Ce constat, partagé par de nombreux agriculteurs, illustre les bénéfices pratiques de cette nouvelle approche. Les feuilles mortes et les cendres deviennent des trésors agronomiques.
Il en est de même pour la fumure liquide (urée) obtenue par fermentation contrôlée des feuilles riches en azote qui est notamment prisée pour sa facilité d’application et ses résultats rapides.
« C’est facile d’obtenir l’urée. Il suffit de mettre les feuilles de tithonia diversifolia, leucaena ou calliandra dans l’eau pendant quinze jours. On obtient de l’urée et de l’insecticide en même temps », explique Marie Grâce Tuyikeze, elle aussi diplômée en agriculture.
Des atouts environnementaux
D’après les formateurs du Centre d’enseignement des métiers de l’Association Agakiza de Makebuko, contrairement aux engrais chimiques, le compost biologique enrichit les sols sur le long terme tandis que les engrais chimiques donnent des résultats immédiats.
Mais, ces derniers appauvrissent la terre avec le temps. Les engrais organiques sont obtenus naturellement à partir des sources végétales ou animales.
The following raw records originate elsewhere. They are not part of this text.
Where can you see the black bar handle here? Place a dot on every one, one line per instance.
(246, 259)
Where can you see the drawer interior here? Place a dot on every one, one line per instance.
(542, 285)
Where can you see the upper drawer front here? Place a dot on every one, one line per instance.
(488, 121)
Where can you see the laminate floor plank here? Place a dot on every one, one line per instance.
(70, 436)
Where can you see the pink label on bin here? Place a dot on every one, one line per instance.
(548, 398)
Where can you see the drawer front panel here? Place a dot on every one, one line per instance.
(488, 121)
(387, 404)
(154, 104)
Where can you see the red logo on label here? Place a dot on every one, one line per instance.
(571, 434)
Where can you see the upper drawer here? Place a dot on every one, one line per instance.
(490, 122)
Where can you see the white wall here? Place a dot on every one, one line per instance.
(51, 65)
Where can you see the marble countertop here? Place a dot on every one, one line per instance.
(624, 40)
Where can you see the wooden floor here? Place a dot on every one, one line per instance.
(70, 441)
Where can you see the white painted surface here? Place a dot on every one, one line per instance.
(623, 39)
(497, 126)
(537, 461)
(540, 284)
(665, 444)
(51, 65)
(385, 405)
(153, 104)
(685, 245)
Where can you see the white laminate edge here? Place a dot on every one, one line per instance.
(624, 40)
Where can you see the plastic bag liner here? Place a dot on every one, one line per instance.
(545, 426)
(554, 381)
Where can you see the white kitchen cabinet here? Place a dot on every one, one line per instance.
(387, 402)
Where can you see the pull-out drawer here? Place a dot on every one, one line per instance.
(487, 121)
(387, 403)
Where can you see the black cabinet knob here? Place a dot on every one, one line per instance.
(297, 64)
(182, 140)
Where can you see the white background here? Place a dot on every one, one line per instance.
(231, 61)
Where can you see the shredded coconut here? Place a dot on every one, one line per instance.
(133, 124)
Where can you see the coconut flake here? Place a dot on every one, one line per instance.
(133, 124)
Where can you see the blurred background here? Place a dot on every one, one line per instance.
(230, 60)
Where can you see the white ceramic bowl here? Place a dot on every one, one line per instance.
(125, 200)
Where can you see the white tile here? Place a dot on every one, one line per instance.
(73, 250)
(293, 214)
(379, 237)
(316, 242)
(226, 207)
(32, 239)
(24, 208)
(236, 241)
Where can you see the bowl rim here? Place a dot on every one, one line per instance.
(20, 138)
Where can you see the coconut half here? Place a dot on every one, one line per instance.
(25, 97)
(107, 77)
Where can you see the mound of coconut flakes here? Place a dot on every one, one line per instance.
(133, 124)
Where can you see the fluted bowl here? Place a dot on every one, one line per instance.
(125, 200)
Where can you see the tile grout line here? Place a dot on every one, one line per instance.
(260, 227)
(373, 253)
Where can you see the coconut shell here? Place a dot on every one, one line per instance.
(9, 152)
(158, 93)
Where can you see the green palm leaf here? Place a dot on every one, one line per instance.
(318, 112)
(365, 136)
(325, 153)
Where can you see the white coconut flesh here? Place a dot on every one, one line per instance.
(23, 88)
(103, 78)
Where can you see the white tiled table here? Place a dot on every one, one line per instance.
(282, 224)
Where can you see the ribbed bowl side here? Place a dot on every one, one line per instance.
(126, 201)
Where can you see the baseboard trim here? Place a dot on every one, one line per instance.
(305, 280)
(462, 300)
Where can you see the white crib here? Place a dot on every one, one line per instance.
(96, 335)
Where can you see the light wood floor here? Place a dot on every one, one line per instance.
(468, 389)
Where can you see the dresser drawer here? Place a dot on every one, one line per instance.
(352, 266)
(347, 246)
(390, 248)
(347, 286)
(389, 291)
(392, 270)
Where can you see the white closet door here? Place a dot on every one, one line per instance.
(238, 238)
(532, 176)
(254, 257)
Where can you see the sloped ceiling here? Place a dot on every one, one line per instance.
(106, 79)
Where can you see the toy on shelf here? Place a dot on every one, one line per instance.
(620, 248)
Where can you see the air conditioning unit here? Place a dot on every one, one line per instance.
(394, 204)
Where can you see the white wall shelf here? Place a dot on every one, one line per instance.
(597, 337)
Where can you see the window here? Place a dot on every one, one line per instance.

« Ils nourrissent les plantes et fait non seulement vivre le sol mais aussi les vers et les microorganismes essentiels », explique Félicien Ndayisenga, formateur en agronomie. Selon lui, ce virage vers l’agriculture écologique présente également des atouts environnementaux.
Et pour preuve, le compost biologique réduit la dépendance aux intrants importés et limite les résidus chimiques. Il contribue aussi à atténuer la pollution des eaux souterraines et à diminuer l’empreinte carbone de l’agriculture burundaise. Ce formateur voit en cette pratique une opportunité pour transformer non seulement l’agriculture locale mais aussi celle de tout le pays.
« Si les agriculteurs de toutes les provinces adoptent la technique de compost que nous promouvons ici, nous pourrons réduire les importations d’engrais de 50% dans les cinq prochaines années. Cela rendrait notre agriculture plus autonome et plus résiliente face aux crises mondiales », a-t-il affirmé. Et d’ajouter que cette autonomisation est cruciale dans un contexte où les aléas climatiques et économiques frappent durement les chaînes d’approvisionnement au Burundi. Cependant, la généralisation de cette pratique sur l’ensemble du Burundi repose sur un enjeu clé : la vulgarisation.
« Si le gouvernement ou les ONG agricoles nous appuient, nous pouvons atteindre bien plus de communes », plaide-t-il. Les formations sur la préparation du compost liquide ou la transformation des déchets organiques sont essentielles pour améliorer encore davantage les rendements et garantir une application optimale.
« Je ne dirais pas qu’on doit rejeter en bloc l’utilisation des engrais industriels mais c’est un choix personnel. Si tu veux produire beaucoup mais avec peu de qualité tu optes pour ces engrais importés »
Félicien Ndayisenga fait observer que le succès de cette méthode pourrait même dépasser les frontières burundaises. En mettant l’accent sur une production bio, l’agriculture burundaise aurait une occasion unique de se positionner sur des marchés exigeants, particulièrement à l’étranger, où les consommateurs valorisent les produits issus de l’agriculture.